Oct. 20, 2005
By Dennis K. Brown
Citing the wisdom of popes and priests, saints and scholars, and, of course, his mom, Rev. John I. Jenkins, C.S.C., challenged the University community in his presidential inaugural address Sept. 23, to “build a Notre Dame that is bigger and better than ever – a great Catholic university for the 21st century.”
During a two-and-one-half-hour convocation ceremony witnessed by some 4,000 spectators in the Joyce Center arena, Father Jenkins was formally installed as Notre Dame’s 17th president. Like all of his predecessors, and in accordance with the University’s bylaws, he is a priest of the Indiana Province of the Congregation of Holy Cross, Notre Dame’s founding religious community.
It was, in fact, Notre Dame founder, Rev. Edward F. Sorin, C.S.C., to whom Father Jenkins referred to most often during his 35-minute speech. He began his address by quoting from Father Sorin’s letter to his religious superior, Rev. Basile Moreau, C.S.C., just days after founding Notre Dame in 1842. “This college,” Father Sorin predicted, “will be one of the most powerful means of doing good in this country.”
In his closing remarks, Father Jenkins again referred to the University’s founder. He told the well-known story of the fire of 1879 that destroyed the Main Building and then quoted Father Sorin’s famed remarks to a stunned campus community: “I came here as a young man and dreamed of building a great university in honor of Our Lady. But I built it too small, and she had to burn it to the ground to make that point. So, tomorrow, as soon as the bricks cool, we will rebuild it, bigger and better than ever.”
Father Jenkins then made a similar proclamation for a new era.
“With respect and gratitude for all who embraced Notre Dame’s mission in earlier times,” he said, “let us rise up and embrace the mission for our time: to build a Notre Dame that is `bigger and better than ever’ – a great Catholic university for the 21st century, one of the pre-eminent research institutions in the world, a center for learning whose intellectual and religious traditions converge to make it a healing, unifying, enlightening force for a world deeply in need. This is our goal. Let no one ever again say that we dreamed too small.”
Father Jenkins devoted much of his address to his own dreams and goals for Notre Dame in coming years, among them:
Creating greater “intellectual engagement and achievement” in Notre Dame’s historically strong undergraduate program, with a particular emphasis on student participation in significant research efforts.
Improving upon the advances made in faculty research and scholarship so that Notre Dame becomes a “more significant leader in expanding knowledge and understanding. No department should be in the bottom tier of the rankings; the number of top tier departments must increase; and in some programs and specialties, we must be the best in the world.”
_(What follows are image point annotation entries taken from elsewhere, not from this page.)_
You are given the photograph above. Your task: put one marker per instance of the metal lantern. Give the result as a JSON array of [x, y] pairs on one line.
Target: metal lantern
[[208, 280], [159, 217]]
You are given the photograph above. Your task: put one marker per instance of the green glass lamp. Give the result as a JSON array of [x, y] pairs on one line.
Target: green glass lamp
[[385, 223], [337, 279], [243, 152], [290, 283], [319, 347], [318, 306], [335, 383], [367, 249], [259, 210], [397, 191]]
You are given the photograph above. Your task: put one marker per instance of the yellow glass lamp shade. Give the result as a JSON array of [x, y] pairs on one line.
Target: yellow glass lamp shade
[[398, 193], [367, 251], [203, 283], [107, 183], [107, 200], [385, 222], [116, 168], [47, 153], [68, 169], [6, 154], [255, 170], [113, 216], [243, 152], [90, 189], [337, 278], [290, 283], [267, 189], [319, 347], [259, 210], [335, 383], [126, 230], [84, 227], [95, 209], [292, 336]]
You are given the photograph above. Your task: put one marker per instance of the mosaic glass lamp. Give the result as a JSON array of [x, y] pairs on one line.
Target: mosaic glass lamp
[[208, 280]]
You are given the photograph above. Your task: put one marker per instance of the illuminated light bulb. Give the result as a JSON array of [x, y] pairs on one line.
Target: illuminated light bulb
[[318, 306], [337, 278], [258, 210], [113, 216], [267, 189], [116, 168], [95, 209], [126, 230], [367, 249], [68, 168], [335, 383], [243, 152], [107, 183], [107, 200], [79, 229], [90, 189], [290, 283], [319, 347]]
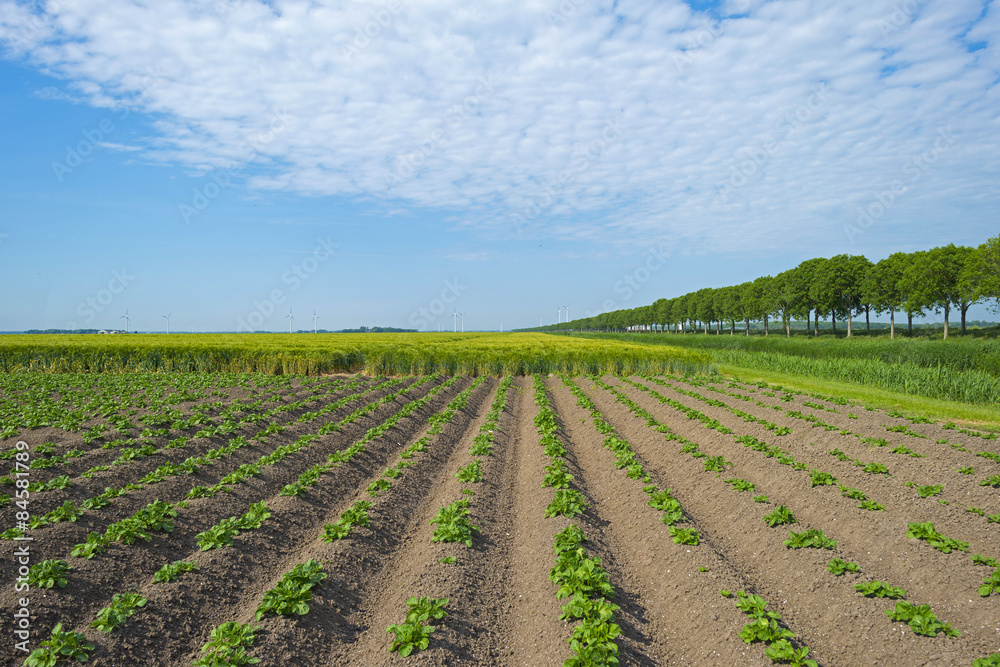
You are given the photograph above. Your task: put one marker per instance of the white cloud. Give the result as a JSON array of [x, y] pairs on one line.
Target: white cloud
[[497, 109]]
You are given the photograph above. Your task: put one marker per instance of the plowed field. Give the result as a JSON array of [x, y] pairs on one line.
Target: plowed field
[[698, 441]]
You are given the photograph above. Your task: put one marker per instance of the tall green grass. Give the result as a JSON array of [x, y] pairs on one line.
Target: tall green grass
[[965, 370], [314, 354]]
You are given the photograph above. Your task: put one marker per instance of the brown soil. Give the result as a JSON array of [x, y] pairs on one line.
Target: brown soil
[[502, 608]]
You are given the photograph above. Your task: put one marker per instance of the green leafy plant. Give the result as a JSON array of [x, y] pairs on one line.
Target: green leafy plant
[[925, 531], [839, 566], [568, 503], [811, 538], [684, 535], [453, 524], [921, 620], [227, 646], [48, 573], [780, 516], [123, 605], [172, 571], [61, 645], [879, 589]]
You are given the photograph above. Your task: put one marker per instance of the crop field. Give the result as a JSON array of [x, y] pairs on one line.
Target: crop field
[[547, 519]]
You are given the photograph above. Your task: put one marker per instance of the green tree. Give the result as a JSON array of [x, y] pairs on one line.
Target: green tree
[[933, 279]]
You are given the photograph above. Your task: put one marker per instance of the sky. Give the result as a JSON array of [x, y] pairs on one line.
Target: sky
[[392, 162]]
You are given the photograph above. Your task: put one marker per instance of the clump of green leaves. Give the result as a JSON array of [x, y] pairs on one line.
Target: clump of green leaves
[[48, 573], [414, 634], [812, 538], [780, 516], [292, 594], [123, 605], [453, 524], [227, 646], [925, 531], [172, 571], [356, 515], [568, 503], [879, 589], [60, 646], [921, 620], [839, 566]]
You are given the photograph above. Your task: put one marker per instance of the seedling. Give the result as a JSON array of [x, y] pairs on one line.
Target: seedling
[[879, 589], [123, 605], [811, 538], [921, 620], [172, 571], [60, 646], [48, 573], [839, 566], [780, 516]]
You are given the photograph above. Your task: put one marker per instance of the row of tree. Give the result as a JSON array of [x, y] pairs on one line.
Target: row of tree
[[839, 288]]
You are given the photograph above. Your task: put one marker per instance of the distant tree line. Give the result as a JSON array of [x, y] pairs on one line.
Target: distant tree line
[[945, 279]]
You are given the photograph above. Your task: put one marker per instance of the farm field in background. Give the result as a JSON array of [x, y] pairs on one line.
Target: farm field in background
[[312, 354], [654, 518]]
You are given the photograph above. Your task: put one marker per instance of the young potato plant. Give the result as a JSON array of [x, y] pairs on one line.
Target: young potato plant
[[879, 589], [812, 538], [292, 594], [925, 531], [172, 571], [839, 566], [414, 633], [48, 573], [780, 516], [69, 646], [123, 605], [227, 646], [921, 620], [453, 524], [356, 515]]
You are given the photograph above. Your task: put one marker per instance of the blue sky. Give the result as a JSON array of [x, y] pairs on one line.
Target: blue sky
[[392, 161]]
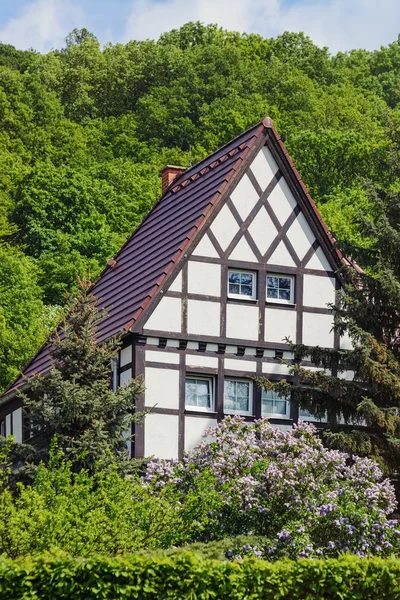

Connecting the Catholic mission of the University to its research. All academic units, he said, “must, whenever possible, find dimensions of their research agenda that reflect our Catholic character and values.”
Stepping into the great national and international debates of the day, adding Notre Dame’s voice to issues such as the relationship between science and religion, domestic and worldwide poverty and hopelessness, environmental concerns, and the uses of technology. “We must take on the social, moral and economic issues where we can make a distinctive contribution,” he said.
Enhancing racial, ethnic, gender, socio-economic and geographical diversity on campus, and affirming and recognizing the value of religious diversity.
As he concluded his inaugural address, Father Jenkins asserted: “Notre Dame is different. Combining religious faith and academic excellence is not widely emulated or even admired among the opinion-makers in higher education. Yet, in this age especially, we at Notre Dame must have the courage to be who we are. If we are afraid to be different from the world, how can we make a difference in the world?”
Prior to Father Jenkins’ speech, Patrick F. McCartan, chair of the Board of Trustees, led the investiture ceremony with the presentation of two symbols – the Presidential Medal, which symbolizes the office itself, and the origins and purposes of the University, and the Presidential Mace, which represents the authority of the office.
The convocation was preceded by an academic procession of nearly 1,000 University faculty, trustees, administrators, student leaders, representatives of learned society and other colleges and universities worldwide, and Notre Dame alumni/ae.
Father Jenkins, 51, was elected April 30, 2004, by the Board of Trustees to a five-year term as president and began serving July 1.